Sometimes people believe it is a good idea to make the hiring manager or boss uneasy. Do not lie about other job offers as tempting as that may be. They may decide to research the other companies or ask mutual contacts if this is true, which won’t end well for you.
- I Lied on My Resume and Got the Job: How to Get Away With It
- Should You Rush the Hiring Process by Lying About Having Another Job Offer?
- Can Prospective Employer Contact Your Current Employer During A Background Check?
“Although you may have been ghosted by one individual or company, you may find that you have a very positive experience with the next one. Applying your efforts and energy to new opportunities after can be a good way to continue making career progress and developing your interviewing skills.”-Indeed.com
Don’t let your current boss know you are interviewing and don’t use them as a reference. Keep your conversations and social media posts free of any mention of the topic.
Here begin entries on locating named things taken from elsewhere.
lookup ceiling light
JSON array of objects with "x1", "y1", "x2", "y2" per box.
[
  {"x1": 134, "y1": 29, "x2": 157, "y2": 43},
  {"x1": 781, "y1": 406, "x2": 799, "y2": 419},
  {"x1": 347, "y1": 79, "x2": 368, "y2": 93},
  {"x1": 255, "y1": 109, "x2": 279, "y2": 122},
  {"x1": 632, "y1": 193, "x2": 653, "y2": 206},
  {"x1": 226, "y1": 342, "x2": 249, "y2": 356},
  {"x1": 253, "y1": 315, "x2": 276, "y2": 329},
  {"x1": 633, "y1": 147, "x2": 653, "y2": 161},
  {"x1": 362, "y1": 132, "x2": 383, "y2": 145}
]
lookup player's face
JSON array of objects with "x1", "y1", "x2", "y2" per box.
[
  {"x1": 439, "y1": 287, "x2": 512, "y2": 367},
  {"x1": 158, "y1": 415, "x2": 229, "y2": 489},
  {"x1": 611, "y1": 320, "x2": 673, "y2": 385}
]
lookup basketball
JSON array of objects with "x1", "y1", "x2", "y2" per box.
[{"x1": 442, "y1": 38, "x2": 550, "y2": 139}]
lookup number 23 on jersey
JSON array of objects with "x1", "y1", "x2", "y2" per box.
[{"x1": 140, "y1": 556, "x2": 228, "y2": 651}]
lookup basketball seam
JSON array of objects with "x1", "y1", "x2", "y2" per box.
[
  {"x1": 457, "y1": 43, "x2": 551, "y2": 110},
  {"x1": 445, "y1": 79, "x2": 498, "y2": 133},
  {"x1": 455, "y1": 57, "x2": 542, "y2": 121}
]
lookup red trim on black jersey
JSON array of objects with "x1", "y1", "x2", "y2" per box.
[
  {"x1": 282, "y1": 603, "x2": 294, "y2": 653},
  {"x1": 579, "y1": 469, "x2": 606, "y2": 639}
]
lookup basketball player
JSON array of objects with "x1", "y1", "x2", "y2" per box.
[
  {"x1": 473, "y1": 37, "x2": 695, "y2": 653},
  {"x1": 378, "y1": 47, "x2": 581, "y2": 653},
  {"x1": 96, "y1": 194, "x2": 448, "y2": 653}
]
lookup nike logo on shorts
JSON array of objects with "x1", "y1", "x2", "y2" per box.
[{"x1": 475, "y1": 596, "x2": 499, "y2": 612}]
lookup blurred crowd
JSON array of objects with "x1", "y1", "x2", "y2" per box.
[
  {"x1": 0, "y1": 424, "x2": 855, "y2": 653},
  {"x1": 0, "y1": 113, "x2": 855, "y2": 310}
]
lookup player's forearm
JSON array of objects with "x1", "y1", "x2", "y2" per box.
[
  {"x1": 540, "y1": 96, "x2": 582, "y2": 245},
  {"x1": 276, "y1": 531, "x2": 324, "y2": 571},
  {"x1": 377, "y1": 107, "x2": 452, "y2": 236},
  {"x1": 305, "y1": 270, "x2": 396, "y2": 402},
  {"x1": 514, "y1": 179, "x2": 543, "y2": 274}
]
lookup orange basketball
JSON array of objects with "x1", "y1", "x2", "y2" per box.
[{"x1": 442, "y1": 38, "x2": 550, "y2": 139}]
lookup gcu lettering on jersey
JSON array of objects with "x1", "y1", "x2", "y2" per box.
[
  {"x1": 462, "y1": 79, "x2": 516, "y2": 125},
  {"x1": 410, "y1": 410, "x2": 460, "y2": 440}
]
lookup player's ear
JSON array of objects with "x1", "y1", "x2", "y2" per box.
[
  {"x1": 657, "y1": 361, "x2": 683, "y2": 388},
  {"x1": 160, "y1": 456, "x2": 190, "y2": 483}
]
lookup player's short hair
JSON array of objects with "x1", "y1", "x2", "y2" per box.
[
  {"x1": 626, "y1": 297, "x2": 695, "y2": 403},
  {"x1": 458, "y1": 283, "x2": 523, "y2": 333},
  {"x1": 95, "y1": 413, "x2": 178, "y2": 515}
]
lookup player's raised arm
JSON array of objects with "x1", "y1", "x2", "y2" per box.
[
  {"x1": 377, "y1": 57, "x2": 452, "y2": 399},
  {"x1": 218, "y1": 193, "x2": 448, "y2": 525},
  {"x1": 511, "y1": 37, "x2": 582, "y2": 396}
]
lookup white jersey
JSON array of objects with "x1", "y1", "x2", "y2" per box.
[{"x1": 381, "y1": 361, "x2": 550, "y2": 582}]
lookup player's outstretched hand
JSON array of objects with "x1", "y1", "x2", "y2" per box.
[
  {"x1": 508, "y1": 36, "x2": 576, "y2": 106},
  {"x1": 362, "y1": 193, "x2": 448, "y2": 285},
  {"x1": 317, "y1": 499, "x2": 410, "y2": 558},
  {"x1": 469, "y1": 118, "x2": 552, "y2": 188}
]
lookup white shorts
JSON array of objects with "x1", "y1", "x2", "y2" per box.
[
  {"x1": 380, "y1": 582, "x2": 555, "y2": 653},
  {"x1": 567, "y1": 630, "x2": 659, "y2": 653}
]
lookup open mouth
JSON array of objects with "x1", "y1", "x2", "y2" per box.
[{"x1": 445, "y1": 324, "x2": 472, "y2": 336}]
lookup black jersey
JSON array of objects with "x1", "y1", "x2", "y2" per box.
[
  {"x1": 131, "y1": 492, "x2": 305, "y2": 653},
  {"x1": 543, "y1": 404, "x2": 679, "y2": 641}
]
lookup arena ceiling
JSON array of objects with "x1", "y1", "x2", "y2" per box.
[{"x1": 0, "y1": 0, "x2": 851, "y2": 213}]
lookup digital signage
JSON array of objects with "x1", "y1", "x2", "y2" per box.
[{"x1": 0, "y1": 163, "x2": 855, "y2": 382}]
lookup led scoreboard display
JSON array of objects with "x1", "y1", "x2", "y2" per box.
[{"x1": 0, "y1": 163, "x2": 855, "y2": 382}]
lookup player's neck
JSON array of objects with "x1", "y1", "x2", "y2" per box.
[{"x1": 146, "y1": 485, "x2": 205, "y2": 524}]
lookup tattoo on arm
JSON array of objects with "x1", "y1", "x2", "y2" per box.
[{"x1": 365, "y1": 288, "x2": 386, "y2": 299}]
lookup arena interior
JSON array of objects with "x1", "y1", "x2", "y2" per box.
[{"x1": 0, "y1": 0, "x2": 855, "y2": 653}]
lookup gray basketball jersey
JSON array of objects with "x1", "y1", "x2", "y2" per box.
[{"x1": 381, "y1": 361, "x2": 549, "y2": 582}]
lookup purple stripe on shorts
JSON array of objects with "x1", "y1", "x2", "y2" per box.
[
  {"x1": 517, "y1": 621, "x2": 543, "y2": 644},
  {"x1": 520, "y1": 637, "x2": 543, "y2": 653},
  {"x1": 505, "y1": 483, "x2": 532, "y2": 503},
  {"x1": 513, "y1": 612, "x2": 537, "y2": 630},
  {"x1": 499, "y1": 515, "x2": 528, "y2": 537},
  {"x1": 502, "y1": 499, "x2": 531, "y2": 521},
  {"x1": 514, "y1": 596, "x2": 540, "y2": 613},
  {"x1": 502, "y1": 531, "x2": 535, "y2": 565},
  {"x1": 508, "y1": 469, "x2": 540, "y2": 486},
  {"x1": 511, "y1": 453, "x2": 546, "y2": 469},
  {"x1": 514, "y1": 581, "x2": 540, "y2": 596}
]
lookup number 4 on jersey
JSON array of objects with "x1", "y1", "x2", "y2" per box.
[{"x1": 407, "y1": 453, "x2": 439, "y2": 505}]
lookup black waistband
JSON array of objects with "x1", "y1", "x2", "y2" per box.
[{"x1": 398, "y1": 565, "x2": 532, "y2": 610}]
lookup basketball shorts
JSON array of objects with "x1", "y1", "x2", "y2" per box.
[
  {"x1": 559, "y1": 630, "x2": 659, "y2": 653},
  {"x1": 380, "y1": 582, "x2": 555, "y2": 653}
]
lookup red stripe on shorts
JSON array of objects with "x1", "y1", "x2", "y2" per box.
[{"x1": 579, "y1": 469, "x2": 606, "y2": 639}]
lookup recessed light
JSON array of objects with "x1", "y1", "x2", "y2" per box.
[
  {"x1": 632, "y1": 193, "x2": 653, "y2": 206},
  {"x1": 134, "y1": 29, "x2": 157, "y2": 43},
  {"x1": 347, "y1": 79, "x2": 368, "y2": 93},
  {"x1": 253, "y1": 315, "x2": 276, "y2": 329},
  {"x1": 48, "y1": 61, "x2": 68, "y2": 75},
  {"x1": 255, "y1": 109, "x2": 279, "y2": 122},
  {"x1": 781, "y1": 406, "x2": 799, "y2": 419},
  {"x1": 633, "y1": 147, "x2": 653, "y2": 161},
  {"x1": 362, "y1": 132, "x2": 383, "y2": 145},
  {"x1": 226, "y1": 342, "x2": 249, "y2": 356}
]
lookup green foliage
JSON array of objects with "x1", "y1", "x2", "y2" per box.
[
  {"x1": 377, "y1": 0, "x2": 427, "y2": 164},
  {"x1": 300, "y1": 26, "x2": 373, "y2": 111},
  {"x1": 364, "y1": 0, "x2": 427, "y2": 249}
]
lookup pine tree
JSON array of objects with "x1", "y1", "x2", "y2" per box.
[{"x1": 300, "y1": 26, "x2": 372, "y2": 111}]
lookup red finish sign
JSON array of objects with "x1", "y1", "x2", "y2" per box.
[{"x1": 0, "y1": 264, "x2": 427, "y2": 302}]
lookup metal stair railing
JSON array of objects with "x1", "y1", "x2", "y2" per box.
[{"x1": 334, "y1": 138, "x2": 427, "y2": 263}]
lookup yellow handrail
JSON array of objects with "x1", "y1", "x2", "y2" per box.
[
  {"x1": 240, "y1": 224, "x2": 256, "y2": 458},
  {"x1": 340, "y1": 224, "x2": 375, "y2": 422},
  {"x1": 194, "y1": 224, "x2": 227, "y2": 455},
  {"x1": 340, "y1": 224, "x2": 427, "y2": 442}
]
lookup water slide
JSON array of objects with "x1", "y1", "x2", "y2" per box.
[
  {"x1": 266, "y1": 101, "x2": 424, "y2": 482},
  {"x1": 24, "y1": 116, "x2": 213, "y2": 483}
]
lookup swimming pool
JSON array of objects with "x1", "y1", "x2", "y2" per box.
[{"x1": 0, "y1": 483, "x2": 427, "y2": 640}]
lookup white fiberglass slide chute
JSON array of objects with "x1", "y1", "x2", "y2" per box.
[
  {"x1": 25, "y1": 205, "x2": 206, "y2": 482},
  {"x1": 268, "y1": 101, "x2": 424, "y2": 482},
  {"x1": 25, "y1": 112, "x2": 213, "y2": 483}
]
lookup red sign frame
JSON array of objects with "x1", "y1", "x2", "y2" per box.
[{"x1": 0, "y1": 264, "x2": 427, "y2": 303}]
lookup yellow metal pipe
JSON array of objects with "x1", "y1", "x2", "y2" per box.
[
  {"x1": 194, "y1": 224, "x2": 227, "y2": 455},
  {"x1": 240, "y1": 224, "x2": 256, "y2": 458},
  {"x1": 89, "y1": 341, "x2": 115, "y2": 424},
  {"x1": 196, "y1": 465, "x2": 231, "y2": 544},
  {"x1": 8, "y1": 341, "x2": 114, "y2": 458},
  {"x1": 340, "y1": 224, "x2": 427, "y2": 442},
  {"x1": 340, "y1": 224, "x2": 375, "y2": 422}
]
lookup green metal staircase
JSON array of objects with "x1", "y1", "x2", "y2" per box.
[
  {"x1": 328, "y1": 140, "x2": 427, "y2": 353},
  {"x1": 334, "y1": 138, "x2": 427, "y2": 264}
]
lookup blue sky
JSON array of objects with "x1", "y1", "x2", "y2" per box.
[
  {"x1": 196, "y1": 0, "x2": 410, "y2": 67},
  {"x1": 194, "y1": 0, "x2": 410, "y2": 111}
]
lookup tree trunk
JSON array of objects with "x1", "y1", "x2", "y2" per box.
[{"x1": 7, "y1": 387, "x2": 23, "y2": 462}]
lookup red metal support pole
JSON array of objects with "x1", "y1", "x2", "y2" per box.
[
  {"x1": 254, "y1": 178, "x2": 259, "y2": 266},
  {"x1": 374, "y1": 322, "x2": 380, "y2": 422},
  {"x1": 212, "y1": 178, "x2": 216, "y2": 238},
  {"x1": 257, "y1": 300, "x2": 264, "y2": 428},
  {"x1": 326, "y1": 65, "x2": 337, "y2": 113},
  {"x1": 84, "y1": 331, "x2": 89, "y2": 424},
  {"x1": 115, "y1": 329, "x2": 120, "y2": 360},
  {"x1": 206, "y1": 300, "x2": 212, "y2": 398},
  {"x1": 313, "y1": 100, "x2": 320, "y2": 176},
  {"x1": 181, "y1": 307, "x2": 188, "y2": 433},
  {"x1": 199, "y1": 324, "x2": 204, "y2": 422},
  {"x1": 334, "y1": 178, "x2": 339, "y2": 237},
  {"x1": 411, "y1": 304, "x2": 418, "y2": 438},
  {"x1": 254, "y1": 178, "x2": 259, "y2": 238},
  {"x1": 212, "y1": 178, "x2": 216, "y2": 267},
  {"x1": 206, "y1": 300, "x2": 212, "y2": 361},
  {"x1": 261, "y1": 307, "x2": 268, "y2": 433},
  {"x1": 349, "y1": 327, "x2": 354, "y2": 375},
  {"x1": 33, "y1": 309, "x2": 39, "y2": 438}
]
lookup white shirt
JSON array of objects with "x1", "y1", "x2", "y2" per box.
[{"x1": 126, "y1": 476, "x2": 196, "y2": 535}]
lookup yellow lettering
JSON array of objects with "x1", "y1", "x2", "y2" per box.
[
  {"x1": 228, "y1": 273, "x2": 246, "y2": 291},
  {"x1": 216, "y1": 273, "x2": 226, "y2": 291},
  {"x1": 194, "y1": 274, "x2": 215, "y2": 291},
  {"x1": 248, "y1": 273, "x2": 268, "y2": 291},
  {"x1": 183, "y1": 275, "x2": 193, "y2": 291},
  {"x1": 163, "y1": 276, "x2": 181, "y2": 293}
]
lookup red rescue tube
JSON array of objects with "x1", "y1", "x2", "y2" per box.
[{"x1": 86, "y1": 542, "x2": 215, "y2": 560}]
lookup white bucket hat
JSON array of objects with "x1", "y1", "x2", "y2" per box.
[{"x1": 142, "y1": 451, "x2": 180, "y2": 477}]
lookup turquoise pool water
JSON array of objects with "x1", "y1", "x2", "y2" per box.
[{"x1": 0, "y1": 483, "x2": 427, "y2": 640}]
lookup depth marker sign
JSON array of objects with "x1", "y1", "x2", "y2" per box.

Wait until the moment is right before you make any announcements.
The last thing you need is to get ghosted before you sign the dotted line and lose your job or the trust of your current employer due to hard feelings. Consider aromatherapy to help you relax.
As in any situation, being completely ignored without explanation is painful and confusing. This can hurt when the situation is keeping you from making the money you want, leaving an unsatisfactory position, or planning for your future.
Taking the high road in the situation will benefit you in the long run. You will come out of the situation having dodged a possibly bad boss or work environment and be led to the job or career you were meant to have and that is priceless.